Most e-liquid refill bottles are 10 mL, which is more than 10 times the expected lethal dose for a child, said Kevin Everett, MU associate professor of psychology and researcher of tobacco addiction and cessation programs.
In 2009, the FDA tested the ingredients of liquid nicotine and found levels of cancer-causing and toxic chemicals, including diethylene glycol, which is in antifreeze.
Angel Rolando Peralta, a pulmonary, critical care and environmental medicine fellow at University Hospital, said that subsequent studies confirmed toxicity in the e-cigarettes.

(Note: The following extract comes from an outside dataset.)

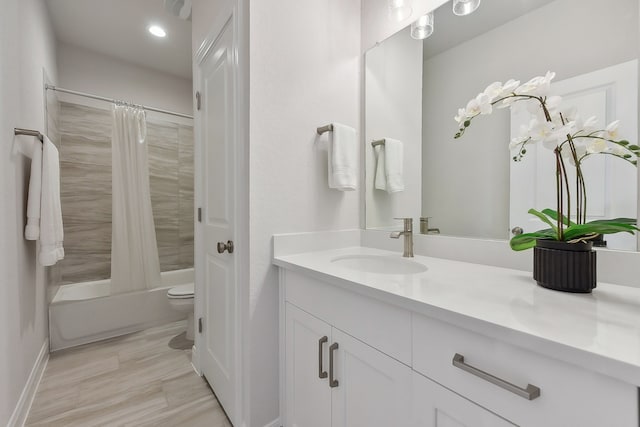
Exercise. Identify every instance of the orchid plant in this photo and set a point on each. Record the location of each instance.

“However, the levels were much less than those present in cigarette smoke and also similar to those found in already FDA-approved nicotine replacement forms,” such as a nicotine patchs and inhalers, she said.
The vapor emitted is propylene glycol, which some health experts claim can irritate the lungs. But the ingredient is also used in hospitals, such as for inhaled medications, and is considered safe, said Rolando Peralta, who is writing a paper on e-cigarettes. There is also no evidence yet that e-cigarettes lead to smoking traditional cigarettes.
More studies need to be done, however, and there is concern about quality control of e-cigarettes since they are currently not regulated by the FDA, she said.
The health danger of traditional cigarettes stems from inhaling burning tobacco. It’s not the nicotine, though nicotine is addicting. But Everett points out that people who otherwise might have quit tobacco cigarettes will remain nicotine addicted by smoking e-cigarettes. This leaves them vulnerable to tobacco relapse or smoking both.
Cessation Device?
E-cigarettes’ best use might be as a smoke cessation, Rolando Peralta said. Their advantage over nicotine patches and lozenges could be that e-cigarettes also satisfy the behavioral rituals of tobacco smokers, she said.
But Everett doubts that e-cigarettes will be approved as a cessation device. “To date, I only have seen e-cigarettes positioned as an ‘alternative to smoking,’ ” Everett said. “I am not sure that the e-cig industry will go through the necessary studies to prove these devices as a cessation device.”